Perspective also is about the camera position, too.
That’s baby Milo. I could’ve taken this photo from above, looking down. Instead, I decided it would be more interesting if my camera view was on his level. So I got down on my belly to change perspective, and get a view that most people never see of their dog.
This photo of baby Zach is top-down. That’s what most people experience with puppies. Neither view is right or wrong. It’s just more beneficial to use perspective to put your camera in an interesting place.
Both of these photos help show depth. The decision to make is which direction you want that depth to go.
Depth of Field
Photographers love depth of field, whether it’s shallow with bokeh or lets the viewer see things far away. Whatever aperture you use, you can control the sense of depth and dimension in your photographs.
In this photo I took during winter in Zion National Park, I went for a large depth of field. You can see depth from where I stood on a bridge off to mountains way back on the horizon line.
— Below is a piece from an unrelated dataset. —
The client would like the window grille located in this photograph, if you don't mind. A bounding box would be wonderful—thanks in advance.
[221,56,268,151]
The river leads you back part of the way, and you can just imagine it winding off in the distance.
This photo would’ve looked rather silly with a shallow depth of field.
On the other hand…
A shallow depth of field really helps to isolate your subject. However, you know there’s more depth behind her. Despite the blur from the shallow depth of field, your mind can make out the fence, grass and trees in the background.
The bokeh also gives a sense of distance, as if the background were too far away to focus with your eyes.
Point of Focus
The point of focus is another way of showing depth and dimension in your photos. Who says that you have to focus on the object closest to you? Sometimes it’s interesting to have a foreground object that’s out of focus, and the middle subject is your point of focus.
In the photo above of the terra-cotta warriors, I used a shallow depth of field combined with a middle point of focus. You still get a sense of depth between foreground, middle and background. However, the point of focus helps pull out your subject.
Instead of a story about a group of warriors, now it’s a story about one particular warrior. I suppose it’s fair to say the story is over for those headless warriors in the background.
Selective Lighting and Shadows
When it comes down to it, all we’re truly doing with photography is playing with light and shadows. I enjoy the simplicity of that idea. It’s contrast. Light and dark. Highlight and shadow. Now you see me, now you don’t.
You probably don’t think about it in this photo, but there’s a lot of depth and dimension going on here.
Those panels on Spaceship Earth give it a 3D feeling, as if it were something tactile you could imagine feeling in your hand. More than that, you can perceive that the object is round and wrapping away from the front and center.
If we had even lighting on the surface of Spaceship Earth, it would seem much more flat and less interesting to us. That’s because we wouldn’t have the same perception of depth and dimension.
The fountain in front of Spaceship Earth stands out ahead of the building, so you know there’s some depth to the image. More than that, there’s a dimly lit rim around the fountain, giving even more depth between what you see and what you perceive.
Everything from the barely lit trees to the brightly lit buildings in the background show depth and dimension.
Not only does selective lighting make things more interesting, it makes them seem a bit more realistic. A touch of mystery or curiosity about what’s in the dark doesn’t hurt, either.
Using Depth and Dimension in Practice
I think you can look at a lot of these ideas and see some common elements. The idea is still to show a sense of depth in a flat, 2D photograph. The most common way to do that is to show a foreground, middle and background.
However, you have a lot of creative options when deciding just how to show that depth. You can combine these ideas in your compositions, or just use the ones that make sense for your story.
As much as possible, look for differences in lighting between your foreground, middle and background. Nothing shows depth and layers, or grabs viewer attention, as much as interesting lighting in your photos.